Urban Drash is H.D. Levy's attempt to provide social commentary, to expose and explore issues, to release the chains Rouseau references when he wrote "Man is born free but everywhere he is in chains."

Born near the Gateway to the West, H.D. Levy was weaned on baseball, music, and life of the mind. World Series, NHL All Star Game. Lionel Richie, Bon Jovi, Prince, Ywengvie Malmstein, Springsteen, seventy-three Grateful Dead concerts, Chuck Berry, Jerry Lee Lewis, Little Richard, Willie Dixon, Buddy Guy, and Bo Didley. Saul Bellow, Kurt Vonegit Jr., and Irwin Kula. H.D.'s hometown was a cultural hub.

Proud alum of the Midwestern University that boasts "where fun goes to die," H.D. Levy completed graduate work at a New York City seminary. In the process of amassing a varied professional curriculum vitae, H.D. established residency in six metropolitan areas from Denver to New York City.

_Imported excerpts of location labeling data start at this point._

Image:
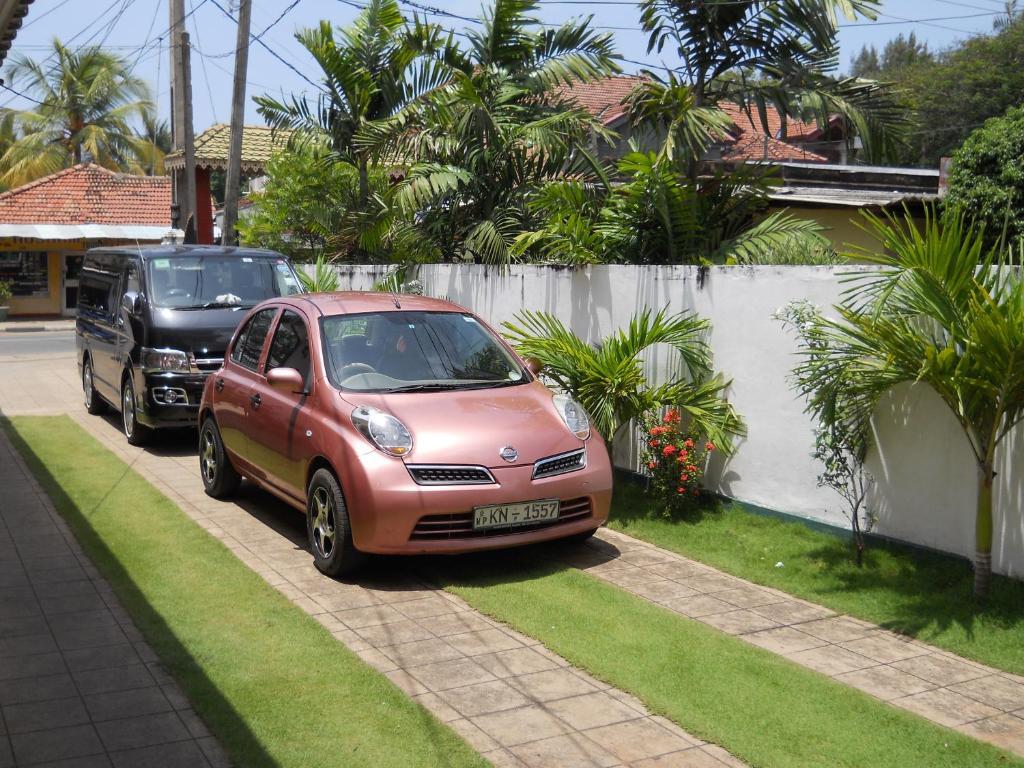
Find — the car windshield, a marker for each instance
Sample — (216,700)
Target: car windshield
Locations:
(216,281)
(401,351)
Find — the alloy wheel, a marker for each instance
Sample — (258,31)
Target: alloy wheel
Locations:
(323,527)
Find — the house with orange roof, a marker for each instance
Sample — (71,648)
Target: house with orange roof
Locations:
(47,224)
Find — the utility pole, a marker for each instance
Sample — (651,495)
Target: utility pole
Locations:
(183,184)
(233,181)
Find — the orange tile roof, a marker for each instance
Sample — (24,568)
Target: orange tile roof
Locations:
(603,98)
(88,194)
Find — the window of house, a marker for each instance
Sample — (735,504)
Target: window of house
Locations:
(28,271)
(250,341)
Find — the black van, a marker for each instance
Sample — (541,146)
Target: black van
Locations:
(154,322)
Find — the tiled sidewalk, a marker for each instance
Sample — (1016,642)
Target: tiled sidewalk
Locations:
(979,700)
(513,700)
(77,682)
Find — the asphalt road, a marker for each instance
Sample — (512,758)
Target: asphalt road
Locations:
(48,343)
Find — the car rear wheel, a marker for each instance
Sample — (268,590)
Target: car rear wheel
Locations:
(328,526)
(220,479)
(135,433)
(93,403)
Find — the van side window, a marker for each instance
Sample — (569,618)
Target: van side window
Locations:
(250,341)
(132,283)
(290,347)
(96,293)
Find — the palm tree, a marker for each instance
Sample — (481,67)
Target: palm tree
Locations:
(496,131)
(764,53)
(944,310)
(87,100)
(370,71)
(608,379)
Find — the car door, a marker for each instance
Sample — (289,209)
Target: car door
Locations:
(278,428)
(235,386)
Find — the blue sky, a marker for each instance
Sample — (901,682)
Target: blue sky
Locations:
(213,35)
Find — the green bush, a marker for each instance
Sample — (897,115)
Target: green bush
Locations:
(987,177)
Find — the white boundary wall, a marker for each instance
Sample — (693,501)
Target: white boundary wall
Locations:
(925,470)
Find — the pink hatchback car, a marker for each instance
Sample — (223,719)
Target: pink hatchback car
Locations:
(400,425)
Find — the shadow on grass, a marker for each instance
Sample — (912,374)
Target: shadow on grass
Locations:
(906,589)
(205,696)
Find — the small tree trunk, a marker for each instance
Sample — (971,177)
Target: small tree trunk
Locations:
(983,535)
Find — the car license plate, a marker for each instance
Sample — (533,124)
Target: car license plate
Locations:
(507,515)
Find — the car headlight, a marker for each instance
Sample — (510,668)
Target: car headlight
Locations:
(573,416)
(157,360)
(382,429)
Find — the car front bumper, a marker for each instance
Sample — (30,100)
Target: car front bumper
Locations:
(392,514)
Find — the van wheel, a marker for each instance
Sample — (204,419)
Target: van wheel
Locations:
(220,479)
(135,433)
(328,526)
(93,402)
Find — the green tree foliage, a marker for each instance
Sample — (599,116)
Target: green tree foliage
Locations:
(369,71)
(763,53)
(88,101)
(940,310)
(310,207)
(987,177)
(608,380)
(496,132)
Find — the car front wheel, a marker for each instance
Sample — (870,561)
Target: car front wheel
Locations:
(220,479)
(328,526)
(135,433)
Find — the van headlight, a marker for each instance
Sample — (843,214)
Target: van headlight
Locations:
(165,360)
(573,416)
(384,430)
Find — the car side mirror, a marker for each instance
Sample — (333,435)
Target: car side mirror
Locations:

In an effort to provide a better life for his children, H.D. relocated his family to Rochester, New York.


Friday, August 16, 2013

Not Quite Caligula

Dance recital, culmination of ten months of weekly practice, monument to secular ritual and tradition.  Tight spandex, heavy makeup applications, glittered costumes, hair pulled back.  People congregate, drop their daughters in a staging area before they stake their place in line.. Rumors of a packed house prompt many spectators to arrive early.  Fathers, brothers, and grandfathers are among those mingling with the sixty percent female majority.
The up sell continues in the lobby.  After significant class fee, costume charge, and recital fee, you encounter t-shirts, flower bouquets, and pre-order recital DVDs.  My daughter played out the string, excited for the culmination of preparation but she never caught the dancing bug.  With my mother in law delivering the traditional bouquet of flowers, I felt no pressure to purchase any up sell items.
Finally, the house lights dim.
Show time.
Art evokes emotion.
The paint that attracts your gaze, sound that catches your ear, an artist creates in order for you to hear, think, feel, become witness to their experience. Picasso’s cubist portraits of lovers, Rodin’s sculpture of ‘Eve’ or John Coltrane’s ‘A Love Supreme,’ are examples of artists conveying their interpretation in a creative medium. How you feel when you behold Rodin’s ‘Eve’ or hear Coltrane’s emotion laden tenor on ‘A Love Supreme,’ is an emotion totally your own. However, each artist created their works to elicit certain emotions whether you feel them or not.
Sir Mix-a-Lot penned a song called Big Butts.
With Big Butts pulsating through speakers, one can easily envision how the song’s author intended listeners to physically interpret his song: quick movements, gyrations, emphasis on moving ones behind.
No issue with freedom of expression.
Picasso can paint as he sees fit, Sir Mix-a-lot or 2 Live Crew can rap however they want.
Unencumbered freedom of expression is a cornerstone of our democratic, free society.
HOWEVER, when artistic expression involves a human body, live human body, you expect to be at Lincoln Center, a dance club or the Canadian Ballet. Not at a nine year old’s dance recital.
Watching the needle move cultural norms from Ed Sullivan, the inability to show Elvis’ below his waist, to a dance recital with nine year old’s gyrating and fifteen year old’s contorting their bodies in two piece uniforms, one wonders if artistic expression should not be an inalienable right to a nine year old.
Do sports put you in uncomfortable sexual situations?
Neither the tennis outfits on prodigies nor leotards on pre-pubescent gymnasts ever elicited pangs of discomfort.  When the music pulsates, lyrics bespeak moving ‘booty,’ artistic interpretation should take the form of J. Lo, techno, dance club moves.
HOWEVER, I was not at a dance club or pop concert, I sat perplexed in the fourth row of my daughter’s dance recital.